Entrepreneurship. Is it in you?

I saw something on the news today that struck me as a little odd, despite the current state of the economy.  The reporter covering the story remarked that it doesn’t matter how many degrees you have or if you have decades of experience; all types of people are in the unemployment line, and there are no job openings for them.

This revelation wasn’t exactly surprising; I know the jobless rate in Kentucky is 7.6%.  But it did leave me wondering why more of the people with multiple degrees and years of experience don’t start their own businesses.

I realize that it isn’t that simple; I thought business ownership would be easier than it has been, in part because I thought I would be keeping a full-time job until I obtained enough clients on the freelance side to go completely on my own.  As a direct result of the forced change in that thought, I now lack my own start-up funds, and any sensible bank lacks a reason to believe I would be able to repay a loan.

While some may have the same financial problems, others are receiving generous severance packages or early retirement packages that would go a long way towards starting a business.  Their problem, then might lie in any number of things, like age, health concerns, personal issues, etc.  But I believe a big reason so few people start their own business is because of the other things they lost with their job besides the paycheck: a sense of comfort and security, and the luxury of having to be responsible for self only.

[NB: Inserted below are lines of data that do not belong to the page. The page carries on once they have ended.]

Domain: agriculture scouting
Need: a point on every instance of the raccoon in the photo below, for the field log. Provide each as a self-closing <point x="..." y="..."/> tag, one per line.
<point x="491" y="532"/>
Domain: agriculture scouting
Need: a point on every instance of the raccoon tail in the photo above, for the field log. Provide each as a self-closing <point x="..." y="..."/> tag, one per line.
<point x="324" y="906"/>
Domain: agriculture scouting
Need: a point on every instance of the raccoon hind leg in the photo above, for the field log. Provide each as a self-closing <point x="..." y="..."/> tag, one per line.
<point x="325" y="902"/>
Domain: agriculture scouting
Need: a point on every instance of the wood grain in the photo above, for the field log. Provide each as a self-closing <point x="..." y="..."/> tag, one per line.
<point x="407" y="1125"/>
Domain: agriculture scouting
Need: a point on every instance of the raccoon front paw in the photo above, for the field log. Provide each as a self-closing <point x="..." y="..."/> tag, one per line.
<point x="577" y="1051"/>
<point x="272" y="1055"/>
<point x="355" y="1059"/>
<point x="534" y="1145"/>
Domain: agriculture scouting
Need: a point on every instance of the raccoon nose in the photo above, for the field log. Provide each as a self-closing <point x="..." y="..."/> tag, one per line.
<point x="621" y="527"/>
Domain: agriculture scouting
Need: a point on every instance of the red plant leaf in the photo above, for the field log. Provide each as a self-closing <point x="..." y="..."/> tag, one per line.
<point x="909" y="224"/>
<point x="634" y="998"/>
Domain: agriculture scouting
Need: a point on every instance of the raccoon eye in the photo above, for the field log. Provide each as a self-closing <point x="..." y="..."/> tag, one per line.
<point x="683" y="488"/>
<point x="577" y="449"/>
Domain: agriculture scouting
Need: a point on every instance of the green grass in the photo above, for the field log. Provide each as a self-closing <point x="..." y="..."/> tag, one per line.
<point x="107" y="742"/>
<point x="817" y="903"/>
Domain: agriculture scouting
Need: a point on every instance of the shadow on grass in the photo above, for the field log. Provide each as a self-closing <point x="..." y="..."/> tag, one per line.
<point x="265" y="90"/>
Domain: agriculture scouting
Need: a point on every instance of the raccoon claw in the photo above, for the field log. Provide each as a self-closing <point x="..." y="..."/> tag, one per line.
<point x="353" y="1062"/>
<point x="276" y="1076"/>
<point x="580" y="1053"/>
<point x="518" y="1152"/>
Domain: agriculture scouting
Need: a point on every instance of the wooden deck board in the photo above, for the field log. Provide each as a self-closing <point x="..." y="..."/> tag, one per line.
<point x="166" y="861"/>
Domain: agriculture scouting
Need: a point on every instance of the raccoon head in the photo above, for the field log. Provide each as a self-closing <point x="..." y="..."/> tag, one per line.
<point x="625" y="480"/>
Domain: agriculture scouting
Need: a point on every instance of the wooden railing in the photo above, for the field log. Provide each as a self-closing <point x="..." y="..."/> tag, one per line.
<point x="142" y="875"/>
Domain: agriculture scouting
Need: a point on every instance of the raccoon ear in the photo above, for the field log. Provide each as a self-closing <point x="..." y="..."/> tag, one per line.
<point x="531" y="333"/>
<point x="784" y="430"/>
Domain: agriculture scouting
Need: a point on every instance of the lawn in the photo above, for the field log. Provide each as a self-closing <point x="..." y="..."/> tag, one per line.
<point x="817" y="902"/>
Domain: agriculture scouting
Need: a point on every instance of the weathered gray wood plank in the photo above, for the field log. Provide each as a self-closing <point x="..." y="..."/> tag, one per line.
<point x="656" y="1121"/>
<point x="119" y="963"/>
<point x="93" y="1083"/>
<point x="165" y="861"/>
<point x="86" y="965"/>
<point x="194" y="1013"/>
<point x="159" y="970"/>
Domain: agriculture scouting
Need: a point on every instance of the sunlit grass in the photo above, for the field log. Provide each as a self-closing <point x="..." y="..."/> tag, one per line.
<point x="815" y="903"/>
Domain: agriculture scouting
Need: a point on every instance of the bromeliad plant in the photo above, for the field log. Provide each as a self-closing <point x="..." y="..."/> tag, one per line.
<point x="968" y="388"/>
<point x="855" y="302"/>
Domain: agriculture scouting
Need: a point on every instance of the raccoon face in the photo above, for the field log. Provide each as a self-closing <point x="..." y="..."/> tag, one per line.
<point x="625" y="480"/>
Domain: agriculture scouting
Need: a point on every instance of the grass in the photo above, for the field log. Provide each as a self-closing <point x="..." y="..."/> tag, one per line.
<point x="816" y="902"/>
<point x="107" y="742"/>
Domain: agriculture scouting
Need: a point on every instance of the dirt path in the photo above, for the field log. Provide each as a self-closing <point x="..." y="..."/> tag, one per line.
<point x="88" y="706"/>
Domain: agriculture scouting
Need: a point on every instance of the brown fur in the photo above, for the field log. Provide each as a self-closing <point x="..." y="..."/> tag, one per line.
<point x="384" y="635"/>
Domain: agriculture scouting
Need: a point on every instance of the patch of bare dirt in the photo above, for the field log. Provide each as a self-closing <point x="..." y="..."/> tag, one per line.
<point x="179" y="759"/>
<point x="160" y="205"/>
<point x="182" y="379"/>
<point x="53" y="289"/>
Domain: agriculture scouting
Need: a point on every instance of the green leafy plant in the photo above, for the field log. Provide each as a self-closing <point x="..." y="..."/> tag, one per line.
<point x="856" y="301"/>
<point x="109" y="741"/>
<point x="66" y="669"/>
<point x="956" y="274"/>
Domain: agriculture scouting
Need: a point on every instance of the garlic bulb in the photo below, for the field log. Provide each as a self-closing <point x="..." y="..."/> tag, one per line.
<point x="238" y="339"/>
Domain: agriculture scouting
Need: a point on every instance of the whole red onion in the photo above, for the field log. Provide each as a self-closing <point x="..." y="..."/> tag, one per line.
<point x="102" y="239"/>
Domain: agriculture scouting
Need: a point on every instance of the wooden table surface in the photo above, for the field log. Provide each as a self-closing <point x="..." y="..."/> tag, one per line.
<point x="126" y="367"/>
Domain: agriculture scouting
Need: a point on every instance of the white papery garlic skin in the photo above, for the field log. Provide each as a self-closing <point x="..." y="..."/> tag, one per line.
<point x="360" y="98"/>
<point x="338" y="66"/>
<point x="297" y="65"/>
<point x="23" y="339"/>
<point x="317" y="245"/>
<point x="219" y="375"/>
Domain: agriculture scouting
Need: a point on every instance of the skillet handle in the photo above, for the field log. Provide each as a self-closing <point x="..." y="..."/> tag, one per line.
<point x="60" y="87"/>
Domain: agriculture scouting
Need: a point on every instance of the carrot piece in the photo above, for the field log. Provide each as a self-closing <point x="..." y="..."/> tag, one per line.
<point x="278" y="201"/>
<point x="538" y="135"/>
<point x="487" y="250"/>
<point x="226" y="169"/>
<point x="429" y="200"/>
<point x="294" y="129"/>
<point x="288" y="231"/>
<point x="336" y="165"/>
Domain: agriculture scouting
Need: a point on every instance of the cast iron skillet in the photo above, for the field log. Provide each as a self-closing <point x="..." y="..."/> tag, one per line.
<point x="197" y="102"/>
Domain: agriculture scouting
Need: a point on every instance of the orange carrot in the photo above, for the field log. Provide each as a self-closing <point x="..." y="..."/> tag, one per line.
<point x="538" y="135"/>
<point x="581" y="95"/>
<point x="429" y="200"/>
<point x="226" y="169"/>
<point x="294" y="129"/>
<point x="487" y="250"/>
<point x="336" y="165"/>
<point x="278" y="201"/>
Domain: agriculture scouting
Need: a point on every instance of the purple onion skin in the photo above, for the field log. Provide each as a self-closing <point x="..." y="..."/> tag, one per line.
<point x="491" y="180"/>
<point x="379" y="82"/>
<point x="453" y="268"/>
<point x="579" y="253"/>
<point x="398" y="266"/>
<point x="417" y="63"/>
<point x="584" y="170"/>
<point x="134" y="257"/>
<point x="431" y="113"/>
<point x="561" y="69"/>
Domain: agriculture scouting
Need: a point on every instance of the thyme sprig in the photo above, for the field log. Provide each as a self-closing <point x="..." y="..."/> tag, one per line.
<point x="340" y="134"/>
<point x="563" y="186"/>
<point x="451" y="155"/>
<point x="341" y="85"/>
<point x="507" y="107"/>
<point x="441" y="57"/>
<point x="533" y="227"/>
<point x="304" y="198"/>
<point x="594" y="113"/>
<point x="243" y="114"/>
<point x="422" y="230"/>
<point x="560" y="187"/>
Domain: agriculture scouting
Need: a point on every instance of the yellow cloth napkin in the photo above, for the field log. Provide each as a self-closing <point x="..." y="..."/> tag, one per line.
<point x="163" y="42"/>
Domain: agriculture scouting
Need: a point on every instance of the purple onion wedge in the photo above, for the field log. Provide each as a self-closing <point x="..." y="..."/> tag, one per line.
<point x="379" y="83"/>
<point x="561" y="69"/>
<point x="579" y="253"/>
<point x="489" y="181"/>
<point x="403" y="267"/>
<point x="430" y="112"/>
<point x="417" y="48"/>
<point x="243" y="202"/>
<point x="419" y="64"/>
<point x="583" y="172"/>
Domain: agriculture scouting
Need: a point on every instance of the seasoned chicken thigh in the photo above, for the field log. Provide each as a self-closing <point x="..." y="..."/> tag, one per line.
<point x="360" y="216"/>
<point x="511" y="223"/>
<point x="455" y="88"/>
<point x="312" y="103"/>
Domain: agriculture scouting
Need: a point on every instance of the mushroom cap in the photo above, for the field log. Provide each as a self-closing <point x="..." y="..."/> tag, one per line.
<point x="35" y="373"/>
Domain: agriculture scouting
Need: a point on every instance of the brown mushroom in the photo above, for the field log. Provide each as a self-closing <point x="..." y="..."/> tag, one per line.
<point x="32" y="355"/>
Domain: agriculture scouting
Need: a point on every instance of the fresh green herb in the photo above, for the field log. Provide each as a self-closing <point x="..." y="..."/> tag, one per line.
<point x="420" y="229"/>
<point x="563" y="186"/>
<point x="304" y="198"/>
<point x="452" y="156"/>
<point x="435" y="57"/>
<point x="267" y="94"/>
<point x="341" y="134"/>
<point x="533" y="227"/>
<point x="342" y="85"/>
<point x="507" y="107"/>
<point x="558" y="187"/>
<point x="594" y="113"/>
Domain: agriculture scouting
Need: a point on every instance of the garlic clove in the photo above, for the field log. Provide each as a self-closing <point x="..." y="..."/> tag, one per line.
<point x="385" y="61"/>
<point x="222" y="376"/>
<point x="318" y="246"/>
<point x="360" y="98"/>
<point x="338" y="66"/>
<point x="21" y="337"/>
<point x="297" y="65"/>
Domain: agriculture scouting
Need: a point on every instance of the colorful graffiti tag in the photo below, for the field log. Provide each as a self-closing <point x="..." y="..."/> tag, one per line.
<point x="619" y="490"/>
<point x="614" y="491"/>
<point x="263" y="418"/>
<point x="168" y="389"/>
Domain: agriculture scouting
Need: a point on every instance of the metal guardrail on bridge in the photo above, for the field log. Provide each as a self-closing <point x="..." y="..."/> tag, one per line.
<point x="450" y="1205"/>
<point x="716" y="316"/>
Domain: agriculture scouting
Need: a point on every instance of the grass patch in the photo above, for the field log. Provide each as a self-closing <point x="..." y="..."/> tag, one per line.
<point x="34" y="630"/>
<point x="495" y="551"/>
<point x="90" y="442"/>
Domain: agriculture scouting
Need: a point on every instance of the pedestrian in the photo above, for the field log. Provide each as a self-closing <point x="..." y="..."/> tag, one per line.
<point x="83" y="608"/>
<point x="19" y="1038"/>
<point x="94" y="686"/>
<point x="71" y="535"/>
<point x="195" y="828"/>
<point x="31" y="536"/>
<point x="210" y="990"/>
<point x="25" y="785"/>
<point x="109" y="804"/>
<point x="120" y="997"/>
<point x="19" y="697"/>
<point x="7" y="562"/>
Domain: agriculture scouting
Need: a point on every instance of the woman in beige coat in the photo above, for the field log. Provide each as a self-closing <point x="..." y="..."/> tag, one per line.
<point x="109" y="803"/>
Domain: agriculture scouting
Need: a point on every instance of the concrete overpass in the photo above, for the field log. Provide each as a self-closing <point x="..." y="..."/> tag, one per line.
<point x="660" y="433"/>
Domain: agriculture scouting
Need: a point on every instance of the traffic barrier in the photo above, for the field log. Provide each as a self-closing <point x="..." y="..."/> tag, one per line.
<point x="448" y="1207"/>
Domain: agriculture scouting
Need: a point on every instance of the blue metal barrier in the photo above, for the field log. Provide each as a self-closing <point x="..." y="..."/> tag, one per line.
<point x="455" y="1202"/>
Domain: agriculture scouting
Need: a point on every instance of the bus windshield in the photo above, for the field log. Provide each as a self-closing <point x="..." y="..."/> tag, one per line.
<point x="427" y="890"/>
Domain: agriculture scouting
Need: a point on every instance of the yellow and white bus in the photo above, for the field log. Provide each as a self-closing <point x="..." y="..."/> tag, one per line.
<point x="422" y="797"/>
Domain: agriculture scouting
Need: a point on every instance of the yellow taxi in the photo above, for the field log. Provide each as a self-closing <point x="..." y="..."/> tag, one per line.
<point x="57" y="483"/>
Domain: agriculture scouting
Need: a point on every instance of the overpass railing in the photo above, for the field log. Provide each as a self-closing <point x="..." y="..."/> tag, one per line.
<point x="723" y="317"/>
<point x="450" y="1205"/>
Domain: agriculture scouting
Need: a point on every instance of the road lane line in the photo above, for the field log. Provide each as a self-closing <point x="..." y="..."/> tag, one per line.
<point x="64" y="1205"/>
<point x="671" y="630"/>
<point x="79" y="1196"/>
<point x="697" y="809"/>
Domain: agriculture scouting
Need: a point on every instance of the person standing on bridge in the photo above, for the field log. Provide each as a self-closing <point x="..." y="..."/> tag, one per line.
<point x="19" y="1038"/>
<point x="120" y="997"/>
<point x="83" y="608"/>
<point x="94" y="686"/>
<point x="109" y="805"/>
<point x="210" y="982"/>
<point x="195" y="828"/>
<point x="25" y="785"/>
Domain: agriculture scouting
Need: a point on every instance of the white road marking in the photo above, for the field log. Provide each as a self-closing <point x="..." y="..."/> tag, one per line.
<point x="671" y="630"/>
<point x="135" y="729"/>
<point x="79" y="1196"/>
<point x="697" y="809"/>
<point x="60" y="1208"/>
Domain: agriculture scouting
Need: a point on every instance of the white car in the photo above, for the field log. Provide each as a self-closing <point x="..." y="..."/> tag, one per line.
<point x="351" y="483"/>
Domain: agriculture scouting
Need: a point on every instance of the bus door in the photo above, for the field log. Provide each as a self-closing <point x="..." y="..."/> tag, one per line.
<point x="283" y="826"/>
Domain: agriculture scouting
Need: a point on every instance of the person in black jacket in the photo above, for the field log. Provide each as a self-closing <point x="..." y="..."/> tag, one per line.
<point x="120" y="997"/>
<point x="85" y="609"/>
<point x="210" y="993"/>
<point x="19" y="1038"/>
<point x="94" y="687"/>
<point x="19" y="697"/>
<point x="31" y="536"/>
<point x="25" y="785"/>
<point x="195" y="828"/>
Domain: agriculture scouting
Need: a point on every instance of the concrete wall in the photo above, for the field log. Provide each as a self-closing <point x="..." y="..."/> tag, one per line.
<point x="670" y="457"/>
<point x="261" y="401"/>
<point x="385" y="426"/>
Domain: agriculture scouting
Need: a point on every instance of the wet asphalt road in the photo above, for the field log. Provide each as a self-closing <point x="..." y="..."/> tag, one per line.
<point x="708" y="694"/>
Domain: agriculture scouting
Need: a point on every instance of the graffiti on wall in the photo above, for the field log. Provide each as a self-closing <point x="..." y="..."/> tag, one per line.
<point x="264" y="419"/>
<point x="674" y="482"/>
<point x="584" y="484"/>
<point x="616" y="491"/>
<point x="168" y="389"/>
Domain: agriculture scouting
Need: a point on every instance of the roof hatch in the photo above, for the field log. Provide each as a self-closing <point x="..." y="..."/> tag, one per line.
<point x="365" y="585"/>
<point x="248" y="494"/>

It’s difficult to make your own decisions, and everything about your business–its name, logo, services, pricing–is up to you, the owner.  Most of us are used to walking in and having the minutia that we take for granted already taken care of.  Someone else has thought to get a tax ID number, register the business name, order supplies, set up a workspace, determine the target customer, market to that customer, decide the best method for obtaining payment from that customer, and decide how to pay everyone who had some hand in making that customer happy.  Even if you have a sole proprietorship, thinking those things through and making those types of decisions can be tough.  You may price yourself out of your target customer’s range, or make your prices so low that no one takes you seriously or it’s impossible to make a profit.

As with the rest of life, you learn from your mistakes as an entrepreneur.  I just wonder what kind of state our economy would be in right now if more people could consider starting their own business.